I had a commenter in an earlier post ask what was the problem with sulphur and steel. In specific this was in reference to high-sulphur coal being used in forging. I mentioned before that sulphur is added to some steel in carefully controlled amounts to make it easier to machine, but some of these steels, if forged, can actually crumble under the hammer.
I should have mentioned one of the better examples of too much sulphur in steel: the Titanic.
One of the things they found out after testing samples of the hull steel was that it contained a LOT of sulphur; so much that when the steel became cold- say, from water in the North Atlantic- it became brittle. So when the ship scraped against the iceberg, instead of the steel deforming- denting- and maybe some seams springing, the steel itself cracked and split.
I remember reading about a test a few years back. They did a standard test using 'cigarettes', pieces of steel cut to an exact dimensions, one from standard steel used in ship hulls and one from recovered hull plating from the Titanic. They cut a notch of exact size in one side of the cigarette, lock it in a vise, and swing a weighted pendulum against it, then measuring how far it deforms(bends). They chilled them to the same temperature as the water in the North Atlantic at the time the Titanic went down and ran the test. The standard steel bent; the cigarette from the Titanic steel snapped.
So unless very carefully controlled in amount, and for certain uses, sulphur in steel tends to be a bad thing.
5 comments:
Is it actually sulpher or is it hydrogen embrittlement caused by the sulpher?
The actual chemical wherefores I've never gotten ambitious enough to dig up.
One old smith's trick for punching a hole through thick iron was to set the piece level in the fire, and put a lump of sulphur on the spot. By the time the piece was at red heat and kept there a minute, the piece would be much easier to drive the punch through. Whichever it is that causes it, it works.
When hot, iron and sulphur combine to form a third substance called iron sulphide. It's not a metal and it's very brittle like the ceramic (or intermetallic?) it is.
The intention when adding to improve machinability is the same, to make the alloy somewhat brittler--when that's no problem for the application at hand--so the chips break earlier and don't turn too long.

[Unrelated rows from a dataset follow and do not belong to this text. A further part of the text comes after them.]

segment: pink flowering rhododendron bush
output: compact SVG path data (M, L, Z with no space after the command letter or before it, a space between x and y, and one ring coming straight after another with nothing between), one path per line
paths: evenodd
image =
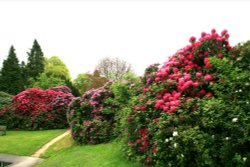
M68 110L71 135L78 144L98 144L113 137L114 94L109 85L85 92L73 99Z
M250 75L228 38L226 30L191 37L161 67L146 69L128 108L129 158L159 166L249 165Z
M15 113L19 115L18 128L21 129L58 129L68 127L66 111L73 95L56 87L55 90L29 88L13 97Z

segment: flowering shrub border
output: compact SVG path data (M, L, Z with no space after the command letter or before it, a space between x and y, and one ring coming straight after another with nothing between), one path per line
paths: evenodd
M69 89L69 88L67 88ZM73 95L52 89L30 88L13 97L21 129L58 129L68 127L66 111Z
M229 125L238 120L237 114L246 111L239 105L246 99L230 92L239 84L229 83L235 81L237 72L242 80L247 74L234 67L236 55L228 37L226 30L221 35L215 30L202 33L198 41L191 37L191 44L178 50L162 67L154 64L146 69L143 93L135 97L127 118L128 157L167 166L249 163L249 153L240 149L249 147L249 128ZM224 83L230 89L225 89ZM226 105L230 101L234 106ZM241 119L240 125L247 126L249 112ZM237 131L238 137L227 134ZM235 142L231 145L225 141L230 137Z

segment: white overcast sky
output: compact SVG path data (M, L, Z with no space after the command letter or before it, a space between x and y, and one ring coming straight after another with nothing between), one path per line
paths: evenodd
M93 72L107 56L142 75L202 31L227 29L232 45L250 40L249 7L247 0L0 0L0 66L11 45L26 61L36 38L46 57L64 61L72 78Z

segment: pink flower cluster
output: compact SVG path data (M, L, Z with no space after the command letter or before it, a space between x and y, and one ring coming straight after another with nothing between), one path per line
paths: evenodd
M190 45L171 56L155 73L154 82L167 83L166 89L157 95L155 108L172 113L181 104L180 98L188 100L192 97L213 96L205 86L208 82L216 82L209 57L222 59L226 55L231 49L228 37L226 30L221 35L214 29L211 34L203 32L198 41L191 37ZM148 76L146 82L149 84L152 78ZM144 92L148 89L144 87Z
M64 127L67 125L66 110L72 98L71 94L60 91L29 88L14 96L12 103L16 113L23 117L24 122L30 120L28 121L29 125L24 125L25 128L46 127L46 129L53 129L61 125L64 125ZM60 123L60 125L57 125L57 123Z

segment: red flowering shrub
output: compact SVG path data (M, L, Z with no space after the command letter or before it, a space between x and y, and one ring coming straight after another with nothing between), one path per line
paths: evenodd
M66 110L73 96L40 88L27 89L13 97L15 112L22 129L57 129L68 126Z
M73 99L68 121L73 139L79 144L107 142L113 137L115 104L108 85L85 92Z
M228 37L226 30L191 37L162 67L146 69L127 117L130 158L163 166L248 163L249 103L234 92L249 74L234 66Z
M14 112L11 98L11 95L0 92L0 125L6 125L8 129L14 128L19 120Z

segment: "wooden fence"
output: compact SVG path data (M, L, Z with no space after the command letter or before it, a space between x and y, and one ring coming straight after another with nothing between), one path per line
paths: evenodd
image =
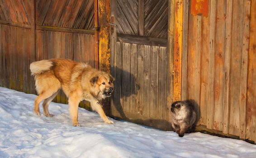
M255 0L209 0L207 17L184 5L182 98L200 105L199 124L256 140Z
M191 1L0 0L0 86L35 93L31 62L86 62L116 78L113 117L169 130L171 102L193 99L198 125L256 141L256 0Z
M29 64L42 59L69 58L98 67L94 0L6 0L0 7L0 86L35 93ZM55 101L67 103L62 92Z

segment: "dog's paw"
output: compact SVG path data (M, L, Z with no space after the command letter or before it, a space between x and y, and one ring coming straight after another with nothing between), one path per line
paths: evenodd
M52 117L54 115L50 114L44 114L44 116L46 117Z
M113 121L111 121L111 120L109 120L105 121L104 122L105 122L105 123L108 123L108 124L113 124L113 123L114 123L114 122L113 122Z
M41 116L41 114L40 113L40 112L36 112L35 111L35 114L37 116Z
M73 123L73 126L74 127L81 127L81 125L80 125L80 124L79 124L79 123Z

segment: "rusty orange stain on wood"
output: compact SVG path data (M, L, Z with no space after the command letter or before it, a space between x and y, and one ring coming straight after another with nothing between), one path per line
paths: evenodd
M110 72L110 1L99 0L98 5L99 64L100 70Z
M181 98L181 57L182 55L182 28L183 1L176 0L175 10L174 53L173 74L173 101Z
M209 12L208 0L192 0L191 13L193 15L202 14L204 16L208 17Z

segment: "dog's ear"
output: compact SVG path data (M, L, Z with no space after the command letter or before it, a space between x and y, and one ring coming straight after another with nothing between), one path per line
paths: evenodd
M99 79L99 76L94 76L91 78L90 80L91 85L93 85L96 83L97 81L98 81L98 79Z
M115 79L110 74L109 74L109 79L110 79L110 81L112 83L114 83L115 81Z

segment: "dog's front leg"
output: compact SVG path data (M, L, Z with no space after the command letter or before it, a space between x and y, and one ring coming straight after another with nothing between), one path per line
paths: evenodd
M98 112L99 115L100 116L100 117L104 121L105 123L109 124L114 123L113 121L109 120L105 114L105 112L104 112L104 111L101 107L101 105L98 101L93 101L91 102L91 103L92 104L91 107L92 109Z
M78 106L80 100L77 97L71 96L68 99L69 112L72 117L73 126L81 126L78 123Z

Also this iron sulphide melts at far lower temperatures than steel. So when a steel with lots of sulphur is cooled from liquid, the iron sulphide solidifies last, and the resulting structure shows iron grains completely surrounded by a brittle cement, so the alloy doesn't benefit from the properties of iron since the material can break apart without the iron itself breaking apart.
Don't quote me on all this since I'm trying to recall my college, but I think it's basically like this.

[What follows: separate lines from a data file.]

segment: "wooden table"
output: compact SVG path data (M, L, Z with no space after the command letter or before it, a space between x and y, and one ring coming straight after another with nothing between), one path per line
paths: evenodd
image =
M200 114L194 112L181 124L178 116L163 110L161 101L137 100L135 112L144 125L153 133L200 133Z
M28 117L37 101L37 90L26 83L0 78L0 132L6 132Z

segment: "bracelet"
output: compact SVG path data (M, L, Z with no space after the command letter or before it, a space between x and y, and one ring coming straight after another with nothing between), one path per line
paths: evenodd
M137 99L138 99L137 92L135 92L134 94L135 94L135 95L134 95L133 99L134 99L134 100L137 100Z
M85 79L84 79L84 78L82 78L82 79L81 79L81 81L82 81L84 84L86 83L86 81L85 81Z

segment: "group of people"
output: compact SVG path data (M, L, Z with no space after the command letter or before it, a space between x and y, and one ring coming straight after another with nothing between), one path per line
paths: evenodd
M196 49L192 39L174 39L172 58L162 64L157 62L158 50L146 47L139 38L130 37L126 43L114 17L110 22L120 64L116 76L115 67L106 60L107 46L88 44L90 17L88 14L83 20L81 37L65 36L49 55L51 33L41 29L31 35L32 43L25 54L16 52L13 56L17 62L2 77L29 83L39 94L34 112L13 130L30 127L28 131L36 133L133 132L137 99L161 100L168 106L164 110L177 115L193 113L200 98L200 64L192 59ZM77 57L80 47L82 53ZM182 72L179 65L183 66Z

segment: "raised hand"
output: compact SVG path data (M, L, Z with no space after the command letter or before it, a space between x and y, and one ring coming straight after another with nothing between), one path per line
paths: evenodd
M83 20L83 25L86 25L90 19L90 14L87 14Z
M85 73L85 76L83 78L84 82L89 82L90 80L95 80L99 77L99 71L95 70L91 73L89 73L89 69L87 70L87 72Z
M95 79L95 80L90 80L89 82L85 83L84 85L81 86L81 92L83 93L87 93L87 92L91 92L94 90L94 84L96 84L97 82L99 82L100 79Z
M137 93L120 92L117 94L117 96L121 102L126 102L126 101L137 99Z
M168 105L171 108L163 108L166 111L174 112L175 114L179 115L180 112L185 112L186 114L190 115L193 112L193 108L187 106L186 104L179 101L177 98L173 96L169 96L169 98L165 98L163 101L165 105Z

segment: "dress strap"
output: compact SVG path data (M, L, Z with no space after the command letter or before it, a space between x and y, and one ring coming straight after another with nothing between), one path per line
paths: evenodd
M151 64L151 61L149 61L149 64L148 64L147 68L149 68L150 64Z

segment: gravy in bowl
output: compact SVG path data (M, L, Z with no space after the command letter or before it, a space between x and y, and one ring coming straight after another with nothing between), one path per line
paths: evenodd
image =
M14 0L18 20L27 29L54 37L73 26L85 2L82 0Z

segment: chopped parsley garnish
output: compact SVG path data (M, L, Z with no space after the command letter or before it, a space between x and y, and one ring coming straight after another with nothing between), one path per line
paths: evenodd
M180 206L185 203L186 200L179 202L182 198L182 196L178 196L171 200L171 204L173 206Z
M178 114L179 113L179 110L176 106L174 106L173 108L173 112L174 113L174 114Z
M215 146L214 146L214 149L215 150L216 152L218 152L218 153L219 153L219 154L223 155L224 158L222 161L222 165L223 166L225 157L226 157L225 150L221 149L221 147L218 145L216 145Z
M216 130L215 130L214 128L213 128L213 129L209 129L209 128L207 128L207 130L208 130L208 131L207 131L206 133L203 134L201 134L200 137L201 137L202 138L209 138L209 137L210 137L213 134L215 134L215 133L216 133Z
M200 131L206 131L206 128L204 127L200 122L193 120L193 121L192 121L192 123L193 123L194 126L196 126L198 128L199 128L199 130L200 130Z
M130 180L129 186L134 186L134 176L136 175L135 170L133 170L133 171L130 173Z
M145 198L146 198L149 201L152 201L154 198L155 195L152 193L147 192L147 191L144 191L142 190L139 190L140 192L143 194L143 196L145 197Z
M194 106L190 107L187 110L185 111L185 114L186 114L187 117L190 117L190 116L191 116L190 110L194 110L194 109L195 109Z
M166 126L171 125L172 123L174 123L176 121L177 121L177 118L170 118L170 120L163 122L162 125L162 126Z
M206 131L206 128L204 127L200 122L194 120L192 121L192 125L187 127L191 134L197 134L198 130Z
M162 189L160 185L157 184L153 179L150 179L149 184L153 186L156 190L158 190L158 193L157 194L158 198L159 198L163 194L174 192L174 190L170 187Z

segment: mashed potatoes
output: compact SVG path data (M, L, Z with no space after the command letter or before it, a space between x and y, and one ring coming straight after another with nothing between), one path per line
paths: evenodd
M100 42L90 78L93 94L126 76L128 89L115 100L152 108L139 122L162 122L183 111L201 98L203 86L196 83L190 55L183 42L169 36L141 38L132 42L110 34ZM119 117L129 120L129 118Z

JD, that makes sense. Thanks for the info; and yes, I do need to dig out a book and read back up on it.
I know the entry is old, but I was searching Google about the topic and this post actually showed on top. So I decided to post what I (think I) know.
BTW only to complete (I mean correct really) something I said. To improve machinability the idea is not reducing toughness overall. The key is always the microstructure. Not only the amount but the conditions and treatments must be adequate so that the iron sulphide forms as finely distributed particles. That way the effect on a normal part is minimal; but since chips are very thin and long, each of these particles reduce their cross section and so their resistance much further.
Again talking by heart, since my book doesn't include an alphabetical index.